9. Princípio republicano e ADI 1.600-8/DF
A decisão proferida pelo Supremo Tribunal Federal, na ADI 1.600-8/DF, que reconheceu a inconstitucionalidade de dispositivos da Lei Complementar nº 87, de 13 de setembro de 1996, encontra-se consentânea com o ditame republicano, elevado à pedra de toque do suntuoso edifício constitucional pátrio (CF, art.1o, caput).
Mas o mesmo não podemos dizer a respeito da ADI 2.669/DF, porque o decisum aí proferido, além de não ter se debruçado a respeito das principais alegações de inconstitucionalidade da Confederação Nacional de Transporte, solapou o princípio republicano.
Deveras, dentre os fundamentos da República brasileira, estampados no Título I da Carta Magna, está o pórtico republicano, que estabelece a forma de governo do Brasil.
Consagrou-se, por seu intermédio, a ideia de que os juízes, assim como quaisquer membros dos demais Poderes de Estado, devem, necessariamente, considerar e primar pela observância dos direitos e prerrogativas comezinhas da cidadania, a exemplo da igualdade e da capacidade contributiva.
A força do vetor republicano ressoa sobre toda a ordem jurídica.
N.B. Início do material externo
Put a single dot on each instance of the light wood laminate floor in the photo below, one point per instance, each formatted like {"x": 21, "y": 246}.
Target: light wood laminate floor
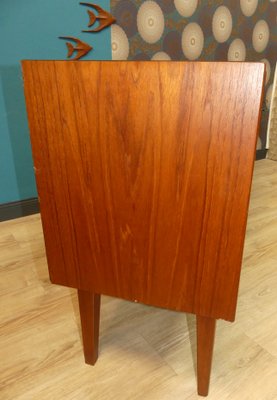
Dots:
{"x": 146, "y": 353}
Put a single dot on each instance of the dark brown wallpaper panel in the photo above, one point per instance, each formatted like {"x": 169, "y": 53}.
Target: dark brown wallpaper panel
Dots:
{"x": 234, "y": 30}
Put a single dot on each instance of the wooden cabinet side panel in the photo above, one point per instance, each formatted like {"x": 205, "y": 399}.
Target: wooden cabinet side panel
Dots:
{"x": 144, "y": 173}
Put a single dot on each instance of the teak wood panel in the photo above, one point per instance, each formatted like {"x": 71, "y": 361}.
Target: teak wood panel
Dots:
{"x": 144, "y": 172}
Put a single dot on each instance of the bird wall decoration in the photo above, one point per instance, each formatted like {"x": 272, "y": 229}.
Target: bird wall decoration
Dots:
{"x": 82, "y": 48}
{"x": 104, "y": 18}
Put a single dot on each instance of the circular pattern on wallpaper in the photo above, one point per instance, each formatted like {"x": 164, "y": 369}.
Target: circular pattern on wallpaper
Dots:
{"x": 186, "y": 7}
{"x": 150, "y": 21}
{"x": 222, "y": 24}
{"x": 192, "y": 41}
{"x": 268, "y": 69}
{"x": 248, "y": 7}
{"x": 120, "y": 43}
{"x": 237, "y": 51}
{"x": 160, "y": 55}
{"x": 260, "y": 36}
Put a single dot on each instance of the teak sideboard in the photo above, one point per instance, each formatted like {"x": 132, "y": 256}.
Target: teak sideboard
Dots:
{"x": 143, "y": 172}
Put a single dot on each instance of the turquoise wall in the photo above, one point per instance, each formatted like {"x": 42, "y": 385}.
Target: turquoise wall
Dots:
{"x": 29, "y": 29}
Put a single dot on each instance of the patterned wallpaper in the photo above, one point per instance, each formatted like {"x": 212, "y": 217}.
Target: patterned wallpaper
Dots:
{"x": 234, "y": 30}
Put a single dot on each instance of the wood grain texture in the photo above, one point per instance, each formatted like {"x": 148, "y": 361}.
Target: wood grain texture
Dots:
{"x": 143, "y": 172}
{"x": 205, "y": 343}
{"x": 89, "y": 307}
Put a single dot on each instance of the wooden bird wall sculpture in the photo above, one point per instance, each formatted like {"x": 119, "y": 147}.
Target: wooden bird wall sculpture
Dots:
{"x": 81, "y": 47}
{"x": 104, "y": 18}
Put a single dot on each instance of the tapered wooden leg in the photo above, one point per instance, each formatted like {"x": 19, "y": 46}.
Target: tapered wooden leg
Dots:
{"x": 205, "y": 344}
{"x": 89, "y": 305}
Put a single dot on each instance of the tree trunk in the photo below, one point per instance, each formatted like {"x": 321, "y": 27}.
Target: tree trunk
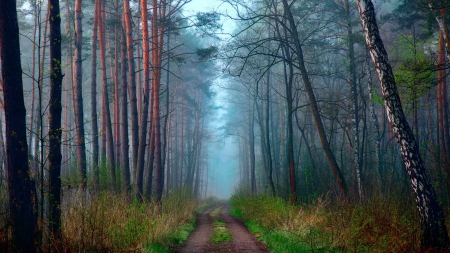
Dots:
{"x": 55, "y": 130}
{"x": 157, "y": 43}
{"x": 313, "y": 102}
{"x": 375, "y": 122}
{"x": 354, "y": 97}
{"x": 124, "y": 118}
{"x": 132, "y": 90}
{"x": 78, "y": 98}
{"x": 139, "y": 169}
{"x": 432, "y": 222}
{"x": 95, "y": 147}
{"x": 106, "y": 110}
{"x": 21, "y": 188}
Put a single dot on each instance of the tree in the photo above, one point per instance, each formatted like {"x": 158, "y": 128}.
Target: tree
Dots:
{"x": 21, "y": 188}
{"x": 94, "y": 117}
{"x": 78, "y": 98}
{"x": 55, "y": 130}
{"x": 432, "y": 222}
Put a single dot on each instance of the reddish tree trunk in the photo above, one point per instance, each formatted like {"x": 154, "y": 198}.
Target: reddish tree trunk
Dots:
{"x": 132, "y": 90}
{"x": 106, "y": 111}
{"x": 78, "y": 98}
{"x": 55, "y": 130}
{"x": 94, "y": 117}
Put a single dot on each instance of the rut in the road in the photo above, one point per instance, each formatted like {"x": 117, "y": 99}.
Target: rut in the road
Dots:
{"x": 243, "y": 240}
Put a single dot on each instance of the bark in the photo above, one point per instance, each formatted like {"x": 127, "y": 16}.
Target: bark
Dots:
{"x": 55, "y": 130}
{"x": 157, "y": 43}
{"x": 252, "y": 150}
{"x": 94, "y": 118}
{"x": 313, "y": 102}
{"x": 267, "y": 139}
{"x": 375, "y": 121}
{"x": 116, "y": 87}
{"x": 124, "y": 119}
{"x": 132, "y": 90}
{"x": 106, "y": 114}
{"x": 442, "y": 103}
{"x": 139, "y": 169}
{"x": 78, "y": 98}
{"x": 21, "y": 188}
{"x": 432, "y": 222}
{"x": 354, "y": 98}
{"x": 289, "y": 80}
Basta ver que ele não pode sofrer emendas constitucionais, haja vista o limite implícito no art. 60, § 4o, I, da Carta de 1988.
Seu acatamento é obrigatório por parte até dos entes federativos, a começar pela União (CF, art. 34, VII, a).
Do simples cidadão ao Presidente da República, todos devem respeitá-lo.
Sua importância é enorme. Basta ver que quaisquer atos governamentais, legislativos ou judiciais só serão legítimos se forem praticados sob a sua égide.
Mas o pórtico republicano nem sempre é levado às últimas consequências.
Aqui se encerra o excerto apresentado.